We have proposed a new method to combine population-based case–control data and population summary statistics in disease risk estimation. Our method is flexible and can be applied when aggregated information is available only for a subset of the risk factors. It can be used to incorporate both spatially and non-spatially aggregated information that can be obtained from diverse sources under different stratification structures. Our simulation shows that the proposed method can yield more efficient estimators than the logistic regression approach based on case–control data alone.

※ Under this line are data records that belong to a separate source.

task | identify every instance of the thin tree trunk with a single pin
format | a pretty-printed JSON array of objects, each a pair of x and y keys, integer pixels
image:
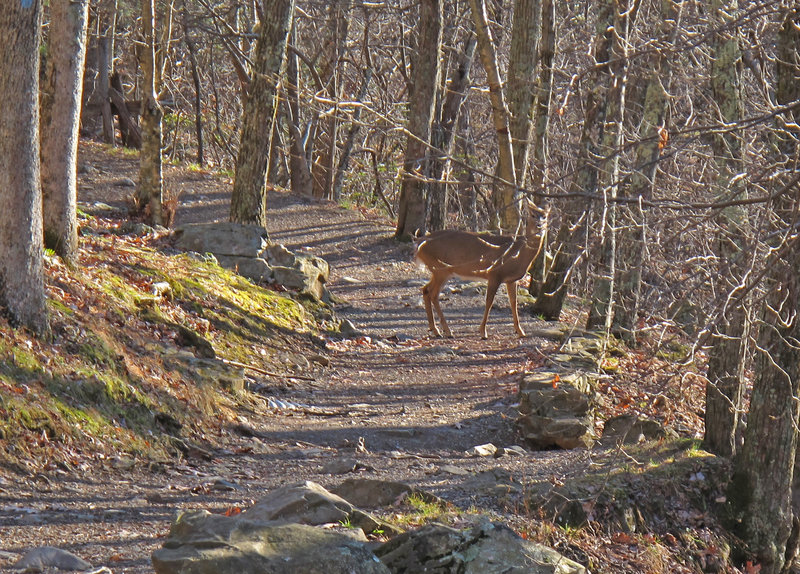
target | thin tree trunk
[
  {"x": 575, "y": 218},
  {"x": 506, "y": 190},
  {"x": 150, "y": 189},
  {"x": 22, "y": 296},
  {"x": 60, "y": 102},
  {"x": 601, "y": 311},
  {"x": 523, "y": 60},
  {"x": 443, "y": 136},
  {"x": 412, "y": 215},
  {"x": 632, "y": 244},
  {"x": 198, "y": 114},
  {"x": 249, "y": 199},
  {"x": 299, "y": 169},
  {"x": 544, "y": 90},
  {"x": 350, "y": 140},
  {"x": 725, "y": 374}
]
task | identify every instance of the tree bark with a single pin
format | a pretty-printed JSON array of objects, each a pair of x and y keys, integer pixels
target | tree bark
[
  {"x": 411, "y": 220},
  {"x": 323, "y": 169},
  {"x": 22, "y": 296},
  {"x": 198, "y": 114},
  {"x": 576, "y": 211},
  {"x": 444, "y": 131},
  {"x": 249, "y": 200},
  {"x": 615, "y": 77},
  {"x": 760, "y": 494},
  {"x": 150, "y": 189},
  {"x": 60, "y": 102},
  {"x": 523, "y": 60},
  {"x": 725, "y": 374},
  {"x": 506, "y": 191}
]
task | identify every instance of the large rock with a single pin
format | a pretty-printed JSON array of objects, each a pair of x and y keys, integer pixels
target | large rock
[
  {"x": 487, "y": 548},
  {"x": 222, "y": 238},
  {"x": 556, "y": 410},
  {"x": 204, "y": 543}
]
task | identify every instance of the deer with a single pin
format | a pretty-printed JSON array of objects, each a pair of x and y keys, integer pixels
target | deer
[{"x": 494, "y": 258}]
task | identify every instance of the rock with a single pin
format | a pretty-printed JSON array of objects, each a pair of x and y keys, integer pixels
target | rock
[
  {"x": 222, "y": 238},
  {"x": 555, "y": 410},
  {"x": 630, "y": 429},
  {"x": 487, "y": 548},
  {"x": 375, "y": 493},
  {"x": 38, "y": 559},
  {"x": 309, "y": 503},
  {"x": 254, "y": 268},
  {"x": 487, "y": 449},
  {"x": 204, "y": 543},
  {"x": 563, "y": 432}
]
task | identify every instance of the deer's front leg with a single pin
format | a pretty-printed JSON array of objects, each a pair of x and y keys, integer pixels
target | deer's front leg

Combining data from diverse sources is helpful, but care must be taken when the underlying populations of the different data sources are not in close agreement. Large discrepancies particularly may occur between the population from which the controls was selected and the true population at risk. Failure to properly account for such discrepancies could lead to biased parameter estimates. In our application where an over-representation of whites in the controls was observed, we accounted for it by adjusting α(·) for race. Our two analyses, with or without the adjustment, yielded similar parameter estimates except with race. We could adjust for race because a detailed age group-by-race distribution of the population at risk was available, which allowed us to compare it to that of the controls directly. However, in general such information may not be available for other risk factors.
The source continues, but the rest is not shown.